Densho Digital Archive
Japanese Canadian Cultural Centre Collection
Title: Shizuko Kadoguchi Interview
Narrator: Shizuko Kadoguchi
Interviewer: Peter Wakayama
Location: Toronto, Ontario, Canada
Date: February 15, 2005
Densho ID: denshovh-kshizuko-01-0002

<Begin Segment 2>

PW: Now, in 1930, what happened?

SK: My parents wanted to retire, so I was the youngest in the family, so was tag-along to parents and went back to Japan.

PW: And when you returned, when you went to Japan, I mean, you were Canadian-born, what did you think when you went back, and what were the conditions like in...

SK: Oh, I was in the countryside, so, and the first time I went to school, everybody stand on the windowsill, and teased me from the windowsill. [Laughs] They didn't know that time was Canada, was America, so they called beikoku.

PW: And, and what, what kind of conditions were like living and also food and things like that?

SK: Well, food, I don't know exact-, too much. I think we ate most time was fish, but one thing, I always go to the washroom and come back and go back again, because washroom was so countryside, so dirty and smelly. [Laughs] At school, too, well, school was always clean, but still, for me, it's, I can't stand that smell. I could still remember. [Laughs]

PW: And, and then you went into the Japanese public school system?

SK: Yes.

PW: And what, what was that like?

SK: It was grade three, and the part I went in, and I could understand what the teacher said, everything but the, over at Woodfibre I went to Japanese school once a week at Saturday. But the school, we didn't, just we learned how to write and how to speak. But in Japan, you have to write, and especially shuuji, so kanji I have to write it, and the teacher said that's too much part of honke is the main house, and next to, said, "You're writing like they're fighting, so write close together." [Laughs] This is how teacher always said to me.

PW: Now, then also, then you went, after public school, what did you do?

SK: Public school, I went to girls' high school, those days was jogakko.

PW: And what was it like in high school for you?

SK: Well, high school was okay.

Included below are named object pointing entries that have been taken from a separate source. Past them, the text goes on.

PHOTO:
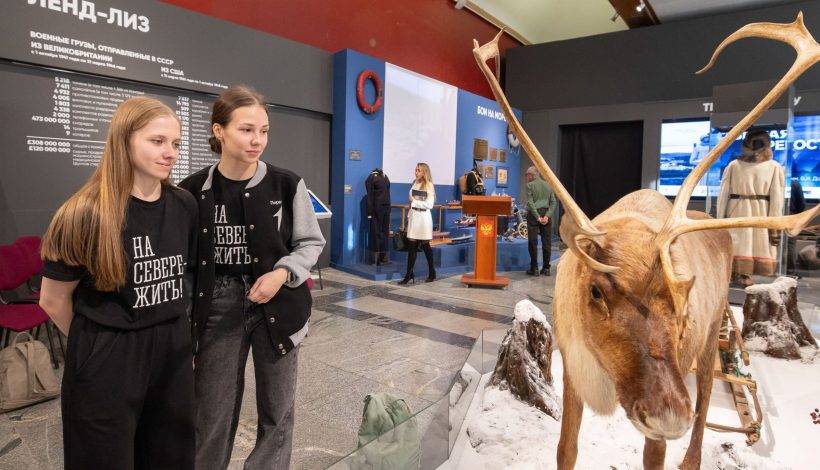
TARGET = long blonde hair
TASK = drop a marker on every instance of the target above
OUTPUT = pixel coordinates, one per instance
(87, 229)
(426, 177)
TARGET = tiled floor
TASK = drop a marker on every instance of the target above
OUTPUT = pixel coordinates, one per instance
(365, 337)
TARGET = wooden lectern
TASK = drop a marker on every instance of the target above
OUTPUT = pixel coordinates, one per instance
(486, 209)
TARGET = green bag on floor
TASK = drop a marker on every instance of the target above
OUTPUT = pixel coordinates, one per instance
(389, 436)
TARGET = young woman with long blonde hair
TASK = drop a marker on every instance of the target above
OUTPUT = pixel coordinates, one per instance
(420, 222)
(116, 256)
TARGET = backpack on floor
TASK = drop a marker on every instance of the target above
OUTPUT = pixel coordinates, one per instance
(389, 435)
(26, 376)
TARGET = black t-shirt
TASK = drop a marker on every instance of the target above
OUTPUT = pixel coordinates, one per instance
(230, 239)
(159, 238)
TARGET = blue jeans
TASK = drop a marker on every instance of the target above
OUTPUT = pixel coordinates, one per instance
(235, 325)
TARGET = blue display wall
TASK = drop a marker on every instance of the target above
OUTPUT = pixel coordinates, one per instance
(357, 143)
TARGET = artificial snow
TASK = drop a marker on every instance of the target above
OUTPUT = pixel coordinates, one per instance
(525, 310)
(774, 290)
(501, 432)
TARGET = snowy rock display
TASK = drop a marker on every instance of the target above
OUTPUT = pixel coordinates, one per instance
(771, 321)
(525, 361)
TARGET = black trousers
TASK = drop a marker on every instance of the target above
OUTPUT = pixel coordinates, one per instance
(380, 229)
(534, 229)
(127, 397)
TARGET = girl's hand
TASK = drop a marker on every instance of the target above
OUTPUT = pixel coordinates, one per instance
(267, 286)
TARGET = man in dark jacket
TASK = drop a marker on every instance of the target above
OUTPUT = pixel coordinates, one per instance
(540, 210)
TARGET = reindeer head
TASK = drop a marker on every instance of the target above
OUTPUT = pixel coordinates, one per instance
(632, 286)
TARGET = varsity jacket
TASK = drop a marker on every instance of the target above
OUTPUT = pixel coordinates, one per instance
(282, 231)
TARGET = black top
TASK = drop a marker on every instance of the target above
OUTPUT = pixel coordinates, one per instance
(159, 238)
(230, 239)
(282, 228)
(378, 191)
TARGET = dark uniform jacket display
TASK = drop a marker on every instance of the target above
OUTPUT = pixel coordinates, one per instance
(282, 231)
(377, 185)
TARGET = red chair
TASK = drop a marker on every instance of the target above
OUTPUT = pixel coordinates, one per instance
(25, 316)
(30, 245)
(31, 249)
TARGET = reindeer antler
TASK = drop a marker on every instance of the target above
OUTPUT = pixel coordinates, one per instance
(582, 228)
(808, 53)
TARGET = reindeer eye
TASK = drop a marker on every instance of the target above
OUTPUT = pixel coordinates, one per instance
(596, 293)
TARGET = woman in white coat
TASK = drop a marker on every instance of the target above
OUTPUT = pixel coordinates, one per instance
(420, 222)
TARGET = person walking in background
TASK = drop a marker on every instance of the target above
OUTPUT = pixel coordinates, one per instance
(420, 222)
(258, 239)
(116, 280)
(540, 209)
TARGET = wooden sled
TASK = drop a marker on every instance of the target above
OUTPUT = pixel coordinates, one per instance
(743, 386)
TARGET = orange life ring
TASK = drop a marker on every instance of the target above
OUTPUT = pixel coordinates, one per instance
(377, 82)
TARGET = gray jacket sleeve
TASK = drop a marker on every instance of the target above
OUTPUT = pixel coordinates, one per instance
(307, 239)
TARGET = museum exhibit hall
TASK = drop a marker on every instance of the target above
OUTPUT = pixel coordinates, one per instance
(438, 234)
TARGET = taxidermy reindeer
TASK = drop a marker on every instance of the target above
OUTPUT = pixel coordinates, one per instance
(640, 293)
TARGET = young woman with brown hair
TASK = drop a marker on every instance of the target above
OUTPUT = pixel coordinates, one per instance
(258, 239)
(116, 256)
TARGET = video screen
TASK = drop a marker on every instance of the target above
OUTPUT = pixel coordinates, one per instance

That time I was already used to how to live in Japan and everything, so it was all right.

PW: And then you graduated from high school and what happened after that?

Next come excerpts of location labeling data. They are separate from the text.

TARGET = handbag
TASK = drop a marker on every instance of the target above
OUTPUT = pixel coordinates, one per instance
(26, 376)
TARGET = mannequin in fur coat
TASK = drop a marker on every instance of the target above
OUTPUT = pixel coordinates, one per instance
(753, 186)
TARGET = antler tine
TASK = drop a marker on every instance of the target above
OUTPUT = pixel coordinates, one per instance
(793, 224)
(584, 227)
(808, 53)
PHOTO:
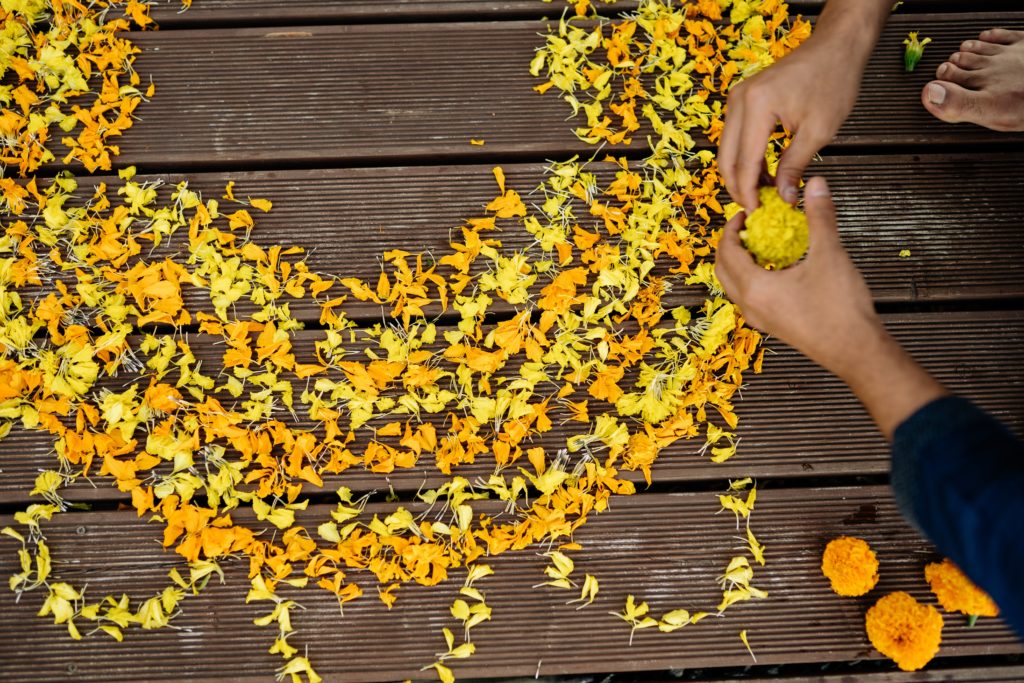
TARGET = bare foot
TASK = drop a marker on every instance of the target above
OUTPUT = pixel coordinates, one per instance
(983, 83)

SK: Yes, after I went to sewing school, and how to learn all the wedding clothes and men's hakama and weddings. Those days, we didn't have a white wedding or anything. Like, just like old-time, really is old time, when you get married, you married in the home. But these days, everybody we were, reception and wedding is in hotel. Some over here, too, like, so, what's very different in those days was the countryside.